スマートフォンで銀行口座などの取り引き記録をまとめて管理できる「家計簿アプリ」の人気が高まっていますが、自動的に記録を集められるよう、ネットバンキングのIDやパスワードを事業者に預ける必要があり、情報の流出を心配する声も出ています。このため、信頼できる事業者には、銀行が直接、口座の記録を提供し、IDなどを知らせずにアプリが利用できるようにして安全性を高める取り組みを、大手銀行が始めています。
「家計簿アプリ」は、スマートフォンで複数の銀行口座やクレジットカードなどの取り引き記録をまとめて把握できるサービスで人気が高まっていますが、自動的に記録を集められるよう、ネットバンキングで使うIDやパスワードを事業者に預ける必要があり、情報の流出を心配する声もあります。
このため、「三菱東京UFJ銀行」は、サービスの内容や情報管理の体制を審査して問題がないと判断した事業者には、利用者の同意を条件に、口座の取り引き記録を提供する取り組みを、ことしの秋以降始める方針です。

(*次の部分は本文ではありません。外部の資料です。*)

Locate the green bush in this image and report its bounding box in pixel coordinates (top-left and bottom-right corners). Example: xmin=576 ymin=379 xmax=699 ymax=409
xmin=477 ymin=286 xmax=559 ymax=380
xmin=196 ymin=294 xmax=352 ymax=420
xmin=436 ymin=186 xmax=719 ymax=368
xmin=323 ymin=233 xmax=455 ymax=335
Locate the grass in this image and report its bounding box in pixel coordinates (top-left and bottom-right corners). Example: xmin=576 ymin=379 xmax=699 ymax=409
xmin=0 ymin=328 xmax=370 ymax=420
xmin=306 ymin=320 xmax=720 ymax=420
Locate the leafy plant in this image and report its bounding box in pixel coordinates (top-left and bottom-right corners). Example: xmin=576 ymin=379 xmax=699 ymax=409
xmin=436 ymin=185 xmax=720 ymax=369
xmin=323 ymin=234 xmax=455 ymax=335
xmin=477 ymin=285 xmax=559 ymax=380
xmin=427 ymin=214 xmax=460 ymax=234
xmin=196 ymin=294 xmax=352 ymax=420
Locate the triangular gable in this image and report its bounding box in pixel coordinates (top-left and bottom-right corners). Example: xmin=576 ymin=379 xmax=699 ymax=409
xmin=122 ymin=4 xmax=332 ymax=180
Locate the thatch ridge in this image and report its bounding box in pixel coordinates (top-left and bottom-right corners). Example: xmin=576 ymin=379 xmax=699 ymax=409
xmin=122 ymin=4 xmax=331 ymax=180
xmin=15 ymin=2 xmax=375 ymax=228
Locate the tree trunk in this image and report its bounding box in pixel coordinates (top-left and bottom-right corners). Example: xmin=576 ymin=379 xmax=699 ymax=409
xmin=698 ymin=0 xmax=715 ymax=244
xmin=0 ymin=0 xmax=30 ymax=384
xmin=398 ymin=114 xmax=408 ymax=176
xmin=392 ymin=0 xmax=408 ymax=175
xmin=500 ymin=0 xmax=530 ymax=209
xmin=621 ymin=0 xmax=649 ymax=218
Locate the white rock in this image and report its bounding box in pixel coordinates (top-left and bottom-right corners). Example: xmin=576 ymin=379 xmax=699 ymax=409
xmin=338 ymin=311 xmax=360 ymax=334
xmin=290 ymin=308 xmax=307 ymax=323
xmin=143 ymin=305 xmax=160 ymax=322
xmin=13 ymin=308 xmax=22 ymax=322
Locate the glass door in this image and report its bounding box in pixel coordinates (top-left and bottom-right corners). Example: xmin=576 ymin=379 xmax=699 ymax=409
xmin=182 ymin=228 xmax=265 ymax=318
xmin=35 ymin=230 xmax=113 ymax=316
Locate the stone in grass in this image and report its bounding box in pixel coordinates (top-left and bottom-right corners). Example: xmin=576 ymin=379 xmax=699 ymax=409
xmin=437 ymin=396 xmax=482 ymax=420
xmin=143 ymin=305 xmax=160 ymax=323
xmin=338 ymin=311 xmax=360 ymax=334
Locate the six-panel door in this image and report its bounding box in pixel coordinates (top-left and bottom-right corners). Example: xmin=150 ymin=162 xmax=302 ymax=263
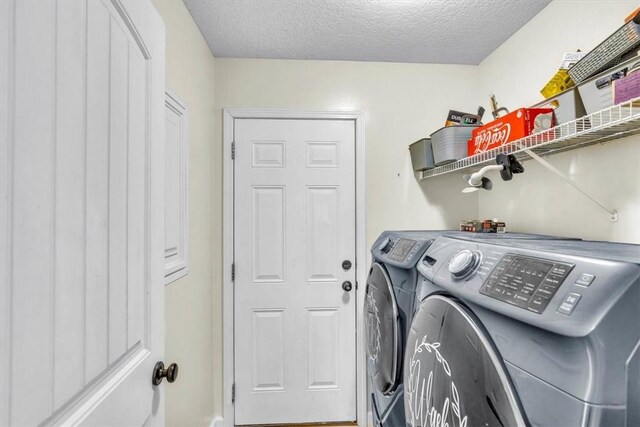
xmin=234 ymin=119 xmax=356 ymax=424
xmin=0 ymin=0 xmax=164 ymax=426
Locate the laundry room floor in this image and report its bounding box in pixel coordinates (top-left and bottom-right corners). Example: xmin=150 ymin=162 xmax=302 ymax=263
xmin=249 ymin=423 xmax=358 ymax=427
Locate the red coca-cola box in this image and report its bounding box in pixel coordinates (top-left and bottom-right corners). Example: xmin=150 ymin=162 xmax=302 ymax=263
xmin=467 ymin=108 xmax=555 ymax=156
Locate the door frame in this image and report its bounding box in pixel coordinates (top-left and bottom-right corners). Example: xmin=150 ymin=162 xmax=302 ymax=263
xmin=222 ymin=108 xmax=368 ymax=427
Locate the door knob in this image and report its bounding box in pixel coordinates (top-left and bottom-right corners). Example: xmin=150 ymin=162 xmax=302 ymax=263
xmin=151 ymin=362 xmax=178 ymax=385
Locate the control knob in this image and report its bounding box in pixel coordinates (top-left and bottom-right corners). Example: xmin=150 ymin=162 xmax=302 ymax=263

これによって、利用者はIDやパスワードを事業者に預ける必要がなくなり、リスクを減らせるとしています。
銀行側としても、ITを駆使する事業者との連携を広げる狙いがあり、開発担当の藤井達人さんは「技術革新のスピードに追いつくため、外部の企業と手を組み、銀行だけでは作れないサービスを開発していきたい」と話しています。
こうした取り組みは、「みずほ銀行」がすでに一部で始めているほか、「三井住友銀行」も7月に始める計画で、利用者の保護を図るだけでなく、銀行とIT企業の連携が深まるきっかけにもなりそうです。
「家計簿アプリ」をめぐっては、利用者の保護を図るため、サービスを提供する事業者を登録制にすることを盛り込んだ法律の改正案が、今の国会に提出されています。
具体的には、「家計簿アプリ」のように銀行口座の情報を取得して金融サービスを提供する事業者などに個人情報の管理を徹底させるため、事業者を登録制にするもので、銀行法などを改正します。
事業者が登録する際には、個人情報の流出を防ぐ体制や、会社の財務状況を国に報告することも義務づけています。
政府としては、利用者の保護を強化することによって、IT技術を活用した金融サービス「フィンテック」の開発や普及を後押しする狙いもあります。